Social Media: Commercial or ViralPosted: November 14, 2008 | |
Reading books on the topic of social media gives a clear view that you can either build your community to serve an openly commercial interest or remain objective allowing the site to morph virally. The argument is that people on the web are suspicious about the motives of corporations. We believe in freedom of speech and accept that individuals will have biased views, but somehow we see that any messaging from a brand is trying to influence or subvert our views and we tend to tune out.
If we build our community to serve a commercial interest then it will be hard to get people to join and remain active in that community. Blogging for monetary rewards is one attempt by brands to bridge the gap between commercial and free range communities.

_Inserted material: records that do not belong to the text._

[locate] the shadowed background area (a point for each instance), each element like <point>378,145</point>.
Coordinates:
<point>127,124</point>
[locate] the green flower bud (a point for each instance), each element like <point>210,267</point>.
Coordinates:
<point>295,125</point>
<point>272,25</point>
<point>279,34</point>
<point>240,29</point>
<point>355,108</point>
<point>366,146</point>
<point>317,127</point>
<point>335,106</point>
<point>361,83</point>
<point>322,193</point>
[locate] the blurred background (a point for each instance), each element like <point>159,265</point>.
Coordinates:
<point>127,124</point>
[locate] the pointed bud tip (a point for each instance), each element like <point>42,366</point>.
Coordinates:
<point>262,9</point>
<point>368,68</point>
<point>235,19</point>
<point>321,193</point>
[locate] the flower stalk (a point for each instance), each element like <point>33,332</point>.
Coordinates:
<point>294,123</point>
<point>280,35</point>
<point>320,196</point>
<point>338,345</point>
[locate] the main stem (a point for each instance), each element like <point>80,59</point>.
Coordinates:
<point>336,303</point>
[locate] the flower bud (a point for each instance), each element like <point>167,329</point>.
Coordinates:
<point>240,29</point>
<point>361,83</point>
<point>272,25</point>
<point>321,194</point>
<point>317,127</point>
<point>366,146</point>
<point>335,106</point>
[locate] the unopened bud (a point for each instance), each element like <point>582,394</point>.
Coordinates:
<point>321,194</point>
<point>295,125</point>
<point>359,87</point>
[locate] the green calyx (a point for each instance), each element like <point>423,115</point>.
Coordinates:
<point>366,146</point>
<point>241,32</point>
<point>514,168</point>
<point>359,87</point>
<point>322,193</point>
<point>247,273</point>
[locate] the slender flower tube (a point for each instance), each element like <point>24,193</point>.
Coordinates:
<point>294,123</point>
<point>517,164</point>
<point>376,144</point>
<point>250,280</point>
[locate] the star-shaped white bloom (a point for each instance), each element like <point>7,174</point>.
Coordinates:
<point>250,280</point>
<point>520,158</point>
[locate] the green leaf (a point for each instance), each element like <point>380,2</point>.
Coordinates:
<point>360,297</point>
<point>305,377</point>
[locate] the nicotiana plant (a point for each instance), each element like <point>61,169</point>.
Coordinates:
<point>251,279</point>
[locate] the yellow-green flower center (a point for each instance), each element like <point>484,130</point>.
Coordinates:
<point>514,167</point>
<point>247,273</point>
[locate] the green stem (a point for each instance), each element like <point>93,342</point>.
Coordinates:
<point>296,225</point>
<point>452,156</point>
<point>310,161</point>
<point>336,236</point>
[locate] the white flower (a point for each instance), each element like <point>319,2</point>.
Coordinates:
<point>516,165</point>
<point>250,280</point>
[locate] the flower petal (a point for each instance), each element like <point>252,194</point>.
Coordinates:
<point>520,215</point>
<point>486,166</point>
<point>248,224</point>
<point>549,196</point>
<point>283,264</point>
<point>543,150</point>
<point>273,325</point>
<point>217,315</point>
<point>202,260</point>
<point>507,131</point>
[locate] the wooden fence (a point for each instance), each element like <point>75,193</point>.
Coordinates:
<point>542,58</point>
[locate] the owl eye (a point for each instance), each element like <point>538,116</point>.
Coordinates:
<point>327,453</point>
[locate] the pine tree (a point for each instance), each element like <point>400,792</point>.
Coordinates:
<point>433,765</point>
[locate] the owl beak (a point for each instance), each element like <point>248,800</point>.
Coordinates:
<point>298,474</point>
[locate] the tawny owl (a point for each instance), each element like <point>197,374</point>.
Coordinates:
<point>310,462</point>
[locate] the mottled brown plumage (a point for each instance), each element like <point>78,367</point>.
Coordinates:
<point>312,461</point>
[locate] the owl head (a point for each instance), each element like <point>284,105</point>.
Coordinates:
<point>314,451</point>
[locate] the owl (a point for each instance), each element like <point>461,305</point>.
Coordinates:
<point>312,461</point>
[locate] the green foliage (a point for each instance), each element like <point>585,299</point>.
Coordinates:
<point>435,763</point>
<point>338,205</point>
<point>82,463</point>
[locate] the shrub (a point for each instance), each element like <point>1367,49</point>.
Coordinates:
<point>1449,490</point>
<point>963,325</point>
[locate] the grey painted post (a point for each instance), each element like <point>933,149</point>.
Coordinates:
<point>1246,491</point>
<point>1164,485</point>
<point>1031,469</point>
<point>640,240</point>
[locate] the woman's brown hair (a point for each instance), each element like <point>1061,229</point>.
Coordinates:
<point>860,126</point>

Sites that facilitate such assignments boast that people are making up to $20k per month, just by blogging. This is like a pyramid scheme. If you are in the top 10 members then sure you will make good money, but others can only hope to get free detergent for their efforts. When the blogger receives a monetary reward I would judge their view highly suspect and millions of web surfers agree.
If we focus on the community members and remain neutral then viral growth will be slow and will require outside funding to reach critical mass. Critical community mass enables the community owners to sell screen real estate to marketers and earn through pay per view and pay per click models. Communities like Facebook that have over 130 million monthly unique visitors can profit from this model, but I believe that there must be something better, as this is a one way street. As community members we accept this as a necessary evil and deal with it by tuning out from the barrage of messaging that is thrown at us on a daily basis. I would ask how effective is this type of marketing really?
The Media 2010 Study cites that the advertising market will move more and more towards interaction. This will enable marketers to better profile and focus their initiatives to individual consumers. Alan Moore writes about this form of engagement marketing. None of the commercial examples above are interactive or engaging and that is their ultimate flaw. How we as consumers engage with brands on a daily basis is through loyalty programs, but the gap between a loyalty program and social media is yet to be bridged. Loyalty programs have solved the issue of stickiness and how to maintain participation, but even they are not interactive. Social web communities have the potential of enabling engagement.
Furthermore, we can create mobile versions of social communities. GPS positioning is a whole new dimension of situational awareness. The more information we as consumers are willing to give to our loyalty programs the more filtered value we can receive in return. Now we are talking about REAL TIME ENGAGEMENT MARKETING.